Open Meetings and Direct Democracy

August 3, 2012

As many readers may remember, Wisconsin, in early 2011, passed a law changing collective bargaining rights for public employees in the state.  The bill, WI Legis 10 (2011-2012), famously led to a round of recall elections that ultimately changed partisan control of the State Senate. Less well known was that the law was also challenged in court, eventually making it all the way to the State Supreme Court.

The case of State ex rel Ozanne v. Fitzgerald, 798 N.W.2d 436, concerned a challenge to the state’s collective bargaining law based on the state’s Open Meetings Law, W.S.A. 19.81 et seq.  The Open Meetings Law (and similar equivalents in other states) is meant to guarantee the public access to government deliberations.  The essential allegation in the Ozanne case was that the legislature did not give proper notice of the final meeting on the bill.  The Court declined to address the issue on separation of powers grounds, upheld the law, and the rest is swiftly becoming history.

That case, decided in June 2011, was very much on my mind as I read about a case currently coming to a head in Michigan.  Early in 2011, Michigan passed the ‘emergency manager law,’ which amended a pre-existing law to allow certain state-appointed financial managers new powers, including the ability to modify public sector union contracts.
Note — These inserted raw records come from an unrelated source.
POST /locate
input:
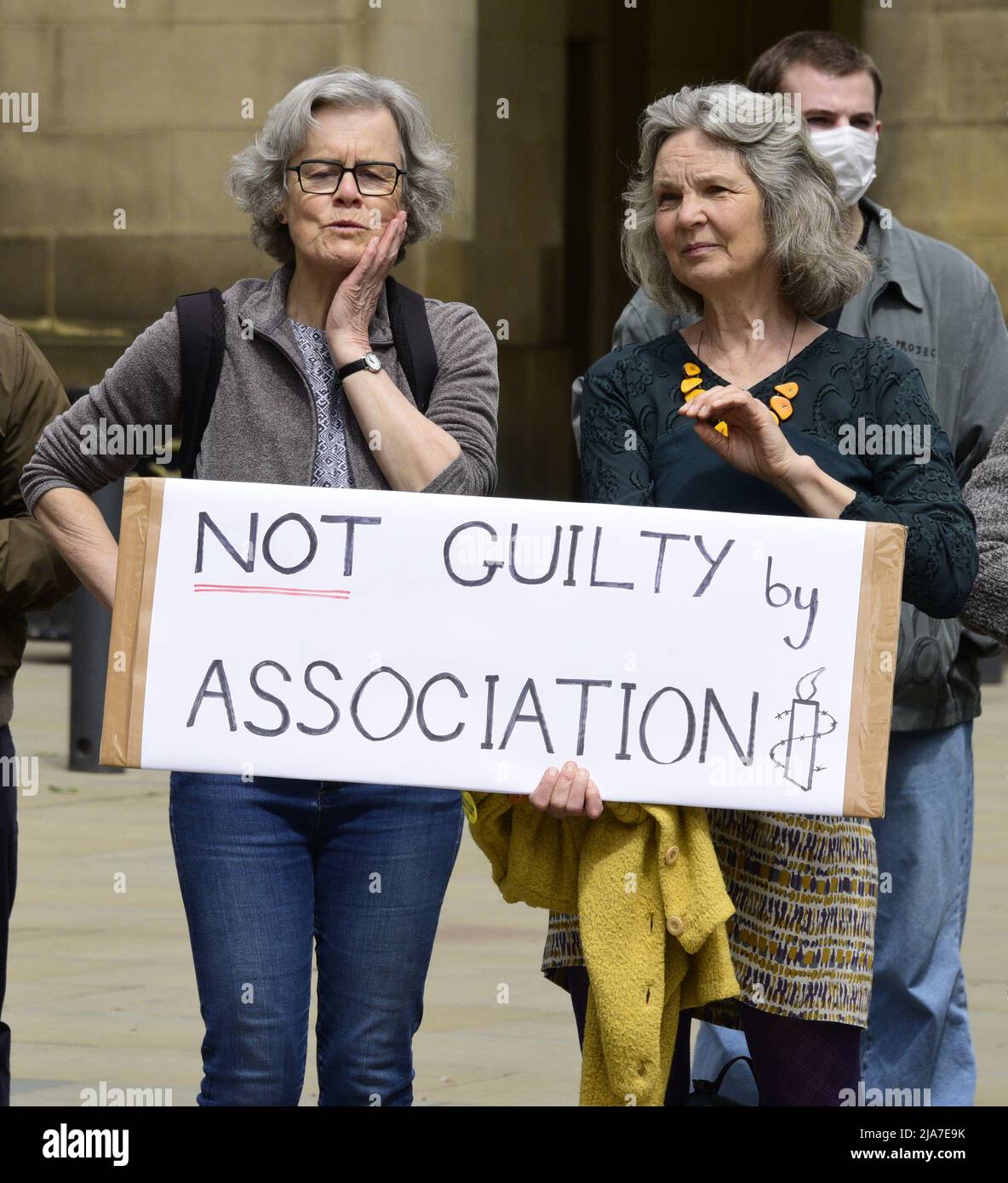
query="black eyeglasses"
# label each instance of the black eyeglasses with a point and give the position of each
(373, 178)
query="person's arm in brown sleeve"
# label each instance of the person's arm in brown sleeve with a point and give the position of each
(33, 575)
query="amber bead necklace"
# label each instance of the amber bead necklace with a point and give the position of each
(780, 401)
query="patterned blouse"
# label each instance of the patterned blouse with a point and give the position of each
(330, 469)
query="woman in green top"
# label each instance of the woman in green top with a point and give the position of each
(759, 409)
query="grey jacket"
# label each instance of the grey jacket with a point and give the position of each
(263, 426)
(987, 496)
(934, 303)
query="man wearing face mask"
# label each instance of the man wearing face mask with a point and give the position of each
(930, 300)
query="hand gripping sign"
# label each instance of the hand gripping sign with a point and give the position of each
(692, 658)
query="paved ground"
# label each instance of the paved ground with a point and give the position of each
(100, 983)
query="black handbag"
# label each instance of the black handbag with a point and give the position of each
(707, 1092)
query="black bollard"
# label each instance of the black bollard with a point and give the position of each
(91, 627)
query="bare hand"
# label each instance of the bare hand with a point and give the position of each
(349, 319)
(568, 792)
(755, 443)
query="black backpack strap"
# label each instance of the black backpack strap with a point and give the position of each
(415, 346)
(200, 355)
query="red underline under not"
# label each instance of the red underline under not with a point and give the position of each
(324, 593)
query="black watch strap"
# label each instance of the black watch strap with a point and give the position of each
(345, 372)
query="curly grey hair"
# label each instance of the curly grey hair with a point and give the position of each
(804, 217)
(257, 176)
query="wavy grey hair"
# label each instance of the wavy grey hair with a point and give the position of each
(804, 218)
(257, 176)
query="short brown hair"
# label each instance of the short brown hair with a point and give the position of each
(829, 52)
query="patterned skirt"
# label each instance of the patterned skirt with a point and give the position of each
(802, 936)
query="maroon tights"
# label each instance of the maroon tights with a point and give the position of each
(796, 1061)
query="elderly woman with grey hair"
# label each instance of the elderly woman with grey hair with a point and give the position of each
(753, 409)
(343, 175)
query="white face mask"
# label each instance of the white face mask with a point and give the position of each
(850, 154)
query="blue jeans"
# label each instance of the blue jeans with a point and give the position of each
(919, 1031)
(271, 866)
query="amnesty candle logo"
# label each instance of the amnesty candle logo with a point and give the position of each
(66, 1143)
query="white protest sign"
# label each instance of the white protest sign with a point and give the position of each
(695, 658)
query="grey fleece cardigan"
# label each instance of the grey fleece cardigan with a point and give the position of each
(264, 426)
(987, 496)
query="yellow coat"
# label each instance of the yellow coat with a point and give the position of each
(649, 889)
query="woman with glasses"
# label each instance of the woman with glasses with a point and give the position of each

See MI Legis 4 (2011).   Despite differences, the Michigan law and the Wisconsin law are often brought up in the same conversation because of their respective effects on public sector unions.  See e.g 2011 WLNR 15551937.

Similar to Wisconsin, Michigan’s Bill is now also at the center of litigation that pits technical statutory requirements against the popular will.  A group is seeking a referendum on the law, but their question may never make the ballot due to font on the forms they circulated to gather signatures.  MCLA 168.482(2) requires the forms used to collect signatures for a petition to contain a heading in ’14 point font,’ though ’14 point’ isn’t defined anywhere in the law.

As two justices noted when the Supreme Court took up the case, the concept of font arose from the use of printing blocks.  See 2012 wl 2865779.  How the concept translates to the digital era will apparently decide whether or not Michigan voters get a plebiscite on their emergency manager law.

Research References

To find more on the font dispute as it’s made its way to the State Supreme Court, try the following search in MINEWS: Font & petition & emergency /3 manager.  2012 WLNR 15634213 contained some records of the actual oral arguments in the case.

The docket number for the Michigan Supreme Court case is, 145387, if you run a search for that DOCK-MI-APPSCT, the relevant docket will come up.

To find more on the Michigan law, I tried emergency /3 manager in various MINEWS and MI-CS databases, limiting results to results after the start of 2011.  To find the legislation, I had to go to the database for bills from before the current calendar year, MI-Legis-old.  Similarly, to find more on the Wisconsin law, I tried various searches using collective! /3 bargain! in similar state-specific databases, with similar date restrictions.